A hedge is an investment position intended to offset potential losses or gains that may be incurred by a companion investment. Hedging can be constructed from many types of financial instruments, which includes: stocks, exchange-traded funds, and insurance, forward contracts, swaps, options, various types of over-the-counter and derivative products, and futures contracts.
Hedging is a practice every investor should know about. To make it simple, Hedging is used to reduce any substantial losses o gains suffered by an individual or an organization. Hedging can be thought of as insurance, when people decide to hedge—they are insuring themselves against a series of undesirable events.
Though Hedging can’t be considered as something that prevents negative events from happening, but it can be of help especially when it comes to effect of a certain negative event; if an investor is properly Hedged, as well as knowing the advantages and how Hedging works, the impact of a certain unfortunate event could be reduced.
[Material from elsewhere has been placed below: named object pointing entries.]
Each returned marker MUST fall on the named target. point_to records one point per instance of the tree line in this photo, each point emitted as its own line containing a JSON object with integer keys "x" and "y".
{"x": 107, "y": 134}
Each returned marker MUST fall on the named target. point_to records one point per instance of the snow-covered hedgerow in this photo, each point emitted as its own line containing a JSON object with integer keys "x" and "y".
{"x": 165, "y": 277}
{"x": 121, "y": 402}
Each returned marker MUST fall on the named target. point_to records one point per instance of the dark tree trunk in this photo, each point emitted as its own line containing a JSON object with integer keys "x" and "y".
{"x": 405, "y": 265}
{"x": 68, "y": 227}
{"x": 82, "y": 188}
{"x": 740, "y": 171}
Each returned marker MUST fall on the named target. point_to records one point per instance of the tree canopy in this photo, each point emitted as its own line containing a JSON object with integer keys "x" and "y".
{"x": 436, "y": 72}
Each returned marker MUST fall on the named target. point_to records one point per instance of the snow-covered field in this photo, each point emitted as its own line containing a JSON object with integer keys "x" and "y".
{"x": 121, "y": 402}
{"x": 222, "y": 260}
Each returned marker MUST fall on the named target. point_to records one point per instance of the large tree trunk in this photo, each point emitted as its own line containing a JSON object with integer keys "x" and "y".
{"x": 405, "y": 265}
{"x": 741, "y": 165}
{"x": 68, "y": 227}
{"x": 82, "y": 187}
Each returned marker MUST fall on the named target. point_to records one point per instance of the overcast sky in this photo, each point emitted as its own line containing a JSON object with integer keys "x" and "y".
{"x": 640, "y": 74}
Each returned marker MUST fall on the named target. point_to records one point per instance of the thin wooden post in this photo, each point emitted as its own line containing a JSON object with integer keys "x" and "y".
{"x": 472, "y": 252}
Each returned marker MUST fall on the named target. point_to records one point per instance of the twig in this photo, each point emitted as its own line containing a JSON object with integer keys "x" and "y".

As being said, Hedging can be considered as insurance. For example, if a person buys a house insurance—he or she is hedging him or herself against fires, break-ins, and other unforeseen disasters.
How Hedging Works
Though Hedging is mostly used to reduce an investor or corporation’s exposure to risks, it is very different and more complicated when it comes to the financial markets. Hedging against investment risk means strategically using instrument market instruments to equipoise the risk of any adverse price movements. To make it simple: investors hedge one investment by making another.
In addition to this, Hedging is a financial management strategy used in limiting or offsetting probability of loss from fluctuations on prices and commodities, currencies and even securities.
However, every hedge has a cost, making hedging a decision that should be contemplated thoroughly. Before an investor decides to use Hedging, he or she must ask him or herself if the benefits received from it justify the expense. The cost of the hedge, whether it is the cost of an option or lost profits from being on the wrong side of a futures contract, cannot be avoided. This is the price an investor should have to pay to avoid uncertainty.
Uncertain events of losses are inevitable, especially inside the market. Having a basic knowledge of Hedging strategies will lead to a better awareness of how investors and companies work to protect themselves. Remember that the main goal of Hedging is not to make money but to protect an investment from losses; learning about how Hedging works will help advance an investor’s understanding of the market—and hence, will make you a better investor.